On this historic night off Pattison Avenue in the City of Brotherly Love, the other Hawks reminded us that, as much as this is Trae Young’s team, there’s more to it than Ice Trae. Kevin Huerter, taken later in Round 1 on the 2018 night this franchise acquired Young for Doncic, hit the game’s first basket and nearly all the big ones from thereon, finishing with 27 points.

John Collins played big. Clint Capela kept slamming home Young’s lobs. (The point guard finished with 10 assists.) Danilo Gallinari made huge 3-pointers and, in the moment that washed away all doubt, wrested the ball from the fearsome Joel Embiid and fled to the clinching dunk of a classic series. When last this franchise graced a series so compelling, the 1988 Hawks lost Game 6 at home by two points and Game 7 in Boston Garden, also by two. This team tripped over a similar Game 6, but they never let Game 7 get away. They needed it more.

Said Nate McMillan, who on Feb. 28 was an assistant coach on a 14-20 team: “I can’t believe how calm I was through this game, but I knew they were going to give me everything they had.”

Then: “I felt like they were built for this moment, to win this game.”

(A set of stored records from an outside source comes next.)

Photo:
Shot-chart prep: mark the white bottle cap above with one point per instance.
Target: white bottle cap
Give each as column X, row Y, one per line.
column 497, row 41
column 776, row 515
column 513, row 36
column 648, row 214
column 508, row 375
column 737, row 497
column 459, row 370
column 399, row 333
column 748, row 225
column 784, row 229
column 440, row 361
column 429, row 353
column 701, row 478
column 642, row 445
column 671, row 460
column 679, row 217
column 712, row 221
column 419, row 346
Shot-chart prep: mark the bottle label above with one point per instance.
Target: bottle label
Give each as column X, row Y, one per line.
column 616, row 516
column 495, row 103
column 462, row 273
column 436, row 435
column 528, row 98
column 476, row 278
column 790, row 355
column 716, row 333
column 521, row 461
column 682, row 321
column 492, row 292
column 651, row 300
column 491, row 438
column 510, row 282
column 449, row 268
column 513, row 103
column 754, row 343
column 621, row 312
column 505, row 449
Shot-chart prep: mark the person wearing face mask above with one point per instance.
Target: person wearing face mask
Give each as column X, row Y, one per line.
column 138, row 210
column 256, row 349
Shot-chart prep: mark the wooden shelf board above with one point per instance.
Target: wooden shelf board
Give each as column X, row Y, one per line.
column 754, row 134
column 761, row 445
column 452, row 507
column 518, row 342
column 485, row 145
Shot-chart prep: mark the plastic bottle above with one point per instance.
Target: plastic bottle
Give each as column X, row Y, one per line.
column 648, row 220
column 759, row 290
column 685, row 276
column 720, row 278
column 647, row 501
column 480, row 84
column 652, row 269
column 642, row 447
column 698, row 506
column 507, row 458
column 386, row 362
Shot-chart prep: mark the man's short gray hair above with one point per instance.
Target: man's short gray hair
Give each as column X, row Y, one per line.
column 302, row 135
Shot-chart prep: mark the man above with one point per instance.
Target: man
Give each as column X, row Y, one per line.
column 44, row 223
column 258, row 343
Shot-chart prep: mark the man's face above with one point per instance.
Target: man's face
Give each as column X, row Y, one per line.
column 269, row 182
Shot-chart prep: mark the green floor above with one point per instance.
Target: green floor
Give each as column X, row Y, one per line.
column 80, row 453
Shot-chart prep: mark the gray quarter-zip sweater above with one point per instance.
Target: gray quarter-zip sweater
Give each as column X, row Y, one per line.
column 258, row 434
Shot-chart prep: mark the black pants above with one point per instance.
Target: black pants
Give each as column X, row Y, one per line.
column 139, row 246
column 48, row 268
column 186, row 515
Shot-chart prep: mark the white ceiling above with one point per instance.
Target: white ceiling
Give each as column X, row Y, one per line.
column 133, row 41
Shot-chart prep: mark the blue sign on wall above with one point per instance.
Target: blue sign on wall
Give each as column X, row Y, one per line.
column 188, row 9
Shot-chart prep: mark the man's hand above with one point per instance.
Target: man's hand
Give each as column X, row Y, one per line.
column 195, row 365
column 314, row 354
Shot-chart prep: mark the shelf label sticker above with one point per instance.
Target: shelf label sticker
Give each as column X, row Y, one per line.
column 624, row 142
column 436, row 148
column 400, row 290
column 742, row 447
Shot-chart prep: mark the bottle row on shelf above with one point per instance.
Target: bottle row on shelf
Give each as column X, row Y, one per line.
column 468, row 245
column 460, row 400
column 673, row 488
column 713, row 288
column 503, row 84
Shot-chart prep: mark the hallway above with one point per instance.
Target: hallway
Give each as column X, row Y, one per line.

On March 1, the Hawks fired Lloyd Pierce, the coach they’d hired to shepherd this young bunch. They promoted McMillan, a proud pro, and somehow an apparently mismatched bunch became a real team. They spent the first part of this season blowing leads. They spent the past week overcoming two huge deficits and facing down the 76ers in a Game 7 that for 46 minutes twisted in the wind.

Hawks guard Trae Young drops in a floater for two points against the Philadelphia 76ers at the end of the third quarter of Game 7 of the Eastern Conference semifinals Sunday, June 20, 2021, in Philadelphia. (Curtis Compton / Curtis.Compton@ajc.com)
Caption
Hawks guard Trae Young drops in a floater for two points against the Philadelphia 76ers at the end of the third quarter of Game 7 of the Eastern Conference semifinals Sunday, June 20, 2021, in Philadelphia. (Curtis Compton / Curtis.Compton@ajc.com)

Credit: Curtis Compton / Curtis.Compton@

Credit: Curtis Compton / Curtis.Compton@

And then it didn’t. Young hit a floater to put the Hawks up two. Embiid tied it. Huerter hit over Seth Curry to untie it forever. Ben Simmons drove for what should have been the tying dunk, but Simmons is such a reluctant shooter that he passed to Matisse Thybulle instead. Collins fouled Thybulle, who missed one of two free throws. Young found Capela for yet another lob dunk.

Then Young hit a 29-footer to make it a six-point game. Then Huerter drew a three-shot foul from Thybulle and didn’t miss. Then Gallinari stole the ball. After seven games and 15 days, the Hawks had proved their point. They were better than the East’s No. 1 seed. After a four-year rebuild, they’ve crashed the big time.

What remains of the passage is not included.